My new liver had come from a woman, roughly my age, who died in surgery somewhere down South. Transplant teams in the region had taken a pass on the liver, and my team apparently was next in line. My surgeon surmised the southern team was “less aggressive” when I asked him why they turned the organ down. “Don’t know the specifics,” he added.
To say the experience was horrible barely does it justice. After the operation, I lay for what seemed like months in a paranoid delirium that actually only lasted a few days. I knew that people were out to kill me — I didn’t know why — and throw my body in the river, never to be found. I was restrained to keep me from pulling out my tubes, and the straps only verified my conspiracy theory. At one point, I swore I heard nurses outside my door complaining that I had no right to that liver. Maybe it was the delirium talking. In any case, when nobody actually did kill me, it occurred to me that it might have been the meds.
From there, I soared to a jubilant high, pumped up on prednisone, which is part of the drug cocktail used to prevent the body from rejecting the new organ. I was on top of the world, and I liked it there, ready to charge into a new life. As the doctors withdrew the steroid, I crashed to lows I’d never known before. Much later, I discovered that depression is a common side effect of major surgery. I had, as a nurse put it, “the post-transplant blues.” Other drugs, finally, put an end to the depression.
By the fall, as my husband and I set out on a celebratory cruise around the Greek islands, my new liver had begun to fail. The liver-function tests, which show the first indications of a damaged organ, evidenced dramatic deterioration. Hepatitis C is a virus that doesn’t die just because the host liver has been removed. Like cockroaches after a nuclear blast, it persists. The C virus had come back with a vengeance, and it was taking my liver down with it.
When my doctor at Fletcher Allen first used the word “retransplantation,” I was sure he was kidding. I didn’t know there was such a thing. Would I consider it? he wondered. Round two commenced in earnest on New Year’s Day 2008. I had struggled through Christmas, but by New Year’s had collapsed physically. Fletcher Allen kept me overnight, then shipped me back to New York by ambulance. This time the wait was about two weeks. Two livers became available; they chose the second one for me, that of a black teenaged boy from one of the city’s five boroughs. It’s hard to find the words to thank someone for a gift like that.
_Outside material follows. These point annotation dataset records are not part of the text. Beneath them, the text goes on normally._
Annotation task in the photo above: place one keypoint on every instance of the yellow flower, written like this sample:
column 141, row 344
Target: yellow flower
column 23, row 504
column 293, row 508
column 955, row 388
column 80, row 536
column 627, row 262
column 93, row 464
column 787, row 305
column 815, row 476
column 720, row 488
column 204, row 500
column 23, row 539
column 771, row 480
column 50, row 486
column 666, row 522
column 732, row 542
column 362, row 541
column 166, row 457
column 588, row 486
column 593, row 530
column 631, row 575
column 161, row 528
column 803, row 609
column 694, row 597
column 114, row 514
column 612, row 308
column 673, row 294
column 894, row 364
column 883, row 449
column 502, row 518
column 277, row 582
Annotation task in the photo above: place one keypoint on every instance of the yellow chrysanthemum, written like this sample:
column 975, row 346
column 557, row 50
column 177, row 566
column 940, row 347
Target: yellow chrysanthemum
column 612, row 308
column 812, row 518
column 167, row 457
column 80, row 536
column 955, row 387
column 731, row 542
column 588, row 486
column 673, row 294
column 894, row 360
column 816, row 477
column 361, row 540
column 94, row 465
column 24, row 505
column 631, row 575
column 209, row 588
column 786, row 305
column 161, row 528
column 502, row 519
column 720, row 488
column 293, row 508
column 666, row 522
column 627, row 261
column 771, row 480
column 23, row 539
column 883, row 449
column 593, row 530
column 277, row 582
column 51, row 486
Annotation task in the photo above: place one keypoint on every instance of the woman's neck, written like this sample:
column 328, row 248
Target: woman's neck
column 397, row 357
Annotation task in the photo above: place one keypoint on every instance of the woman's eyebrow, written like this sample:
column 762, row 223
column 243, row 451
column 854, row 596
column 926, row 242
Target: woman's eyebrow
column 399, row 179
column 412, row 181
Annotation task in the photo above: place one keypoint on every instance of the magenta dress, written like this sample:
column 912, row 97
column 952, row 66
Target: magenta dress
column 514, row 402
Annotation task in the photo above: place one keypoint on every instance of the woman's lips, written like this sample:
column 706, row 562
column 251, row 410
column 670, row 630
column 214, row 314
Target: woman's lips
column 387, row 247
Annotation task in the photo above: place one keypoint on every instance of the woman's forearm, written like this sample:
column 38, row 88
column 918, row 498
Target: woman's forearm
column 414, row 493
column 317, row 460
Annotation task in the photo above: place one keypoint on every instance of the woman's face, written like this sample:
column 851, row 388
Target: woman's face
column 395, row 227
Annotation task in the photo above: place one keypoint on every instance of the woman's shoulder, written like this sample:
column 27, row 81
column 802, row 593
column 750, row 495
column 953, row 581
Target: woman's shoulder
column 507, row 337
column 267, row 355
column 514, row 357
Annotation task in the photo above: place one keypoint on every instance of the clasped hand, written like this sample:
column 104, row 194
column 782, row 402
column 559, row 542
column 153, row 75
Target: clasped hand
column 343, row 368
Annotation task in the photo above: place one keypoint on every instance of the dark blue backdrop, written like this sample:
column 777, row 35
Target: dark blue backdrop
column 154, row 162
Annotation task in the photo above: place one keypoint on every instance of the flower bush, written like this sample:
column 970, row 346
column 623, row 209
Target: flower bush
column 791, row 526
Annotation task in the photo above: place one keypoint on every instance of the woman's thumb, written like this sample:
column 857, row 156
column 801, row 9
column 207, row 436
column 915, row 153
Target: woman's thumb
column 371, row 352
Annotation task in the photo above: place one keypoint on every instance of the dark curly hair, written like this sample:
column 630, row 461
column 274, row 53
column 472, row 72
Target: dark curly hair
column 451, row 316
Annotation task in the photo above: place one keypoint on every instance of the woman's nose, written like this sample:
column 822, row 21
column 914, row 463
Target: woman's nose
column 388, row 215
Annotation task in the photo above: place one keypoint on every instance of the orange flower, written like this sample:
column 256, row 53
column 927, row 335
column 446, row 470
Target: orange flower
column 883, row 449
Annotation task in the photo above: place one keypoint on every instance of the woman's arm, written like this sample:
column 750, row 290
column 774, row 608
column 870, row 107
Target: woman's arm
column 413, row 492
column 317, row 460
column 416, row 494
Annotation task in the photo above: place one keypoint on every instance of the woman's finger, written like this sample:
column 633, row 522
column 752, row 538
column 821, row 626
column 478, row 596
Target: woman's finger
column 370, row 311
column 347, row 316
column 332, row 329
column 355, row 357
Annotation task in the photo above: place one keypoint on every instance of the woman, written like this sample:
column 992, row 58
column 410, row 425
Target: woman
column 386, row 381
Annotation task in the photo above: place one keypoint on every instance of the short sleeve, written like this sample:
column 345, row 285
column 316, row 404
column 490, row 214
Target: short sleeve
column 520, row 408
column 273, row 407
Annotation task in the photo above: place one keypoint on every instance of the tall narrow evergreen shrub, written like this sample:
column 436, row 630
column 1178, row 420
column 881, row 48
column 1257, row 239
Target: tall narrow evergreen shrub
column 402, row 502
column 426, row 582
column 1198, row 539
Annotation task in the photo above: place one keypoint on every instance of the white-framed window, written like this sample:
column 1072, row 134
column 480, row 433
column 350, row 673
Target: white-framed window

In some ways, the second transplant was easier: I knew what was coming. The psychiatrist intervened this time with drugs to keep away the delirium. But great, gaping wounds opened on my legs for reasons that have never been fully explained. One theory had me suffering from calciphylaxis, a condition, the doctors said, that was certain to kill me within six months. It didn’t. The wounds healed, finally, with the help of the impressive nurses of Porter Hospital and Addison County Home Health. The wounds did, however, leave ugly and lasting scars.
Today, I am left with a choking regimen of pills three times a day, a morbid fear of infections owing to the immuno-suppressed condition of my body, and the omnipresent threat of debilitating fatigue if I overexert myself or don’t get enough sleep. Even thinking about myself so much can become mind-numbing. But I’m skiing again and soon to be riding my horses. I can cook and garden and walk the dogs and socialize. If post-transplant life is challenging, it certainly beats the alternative.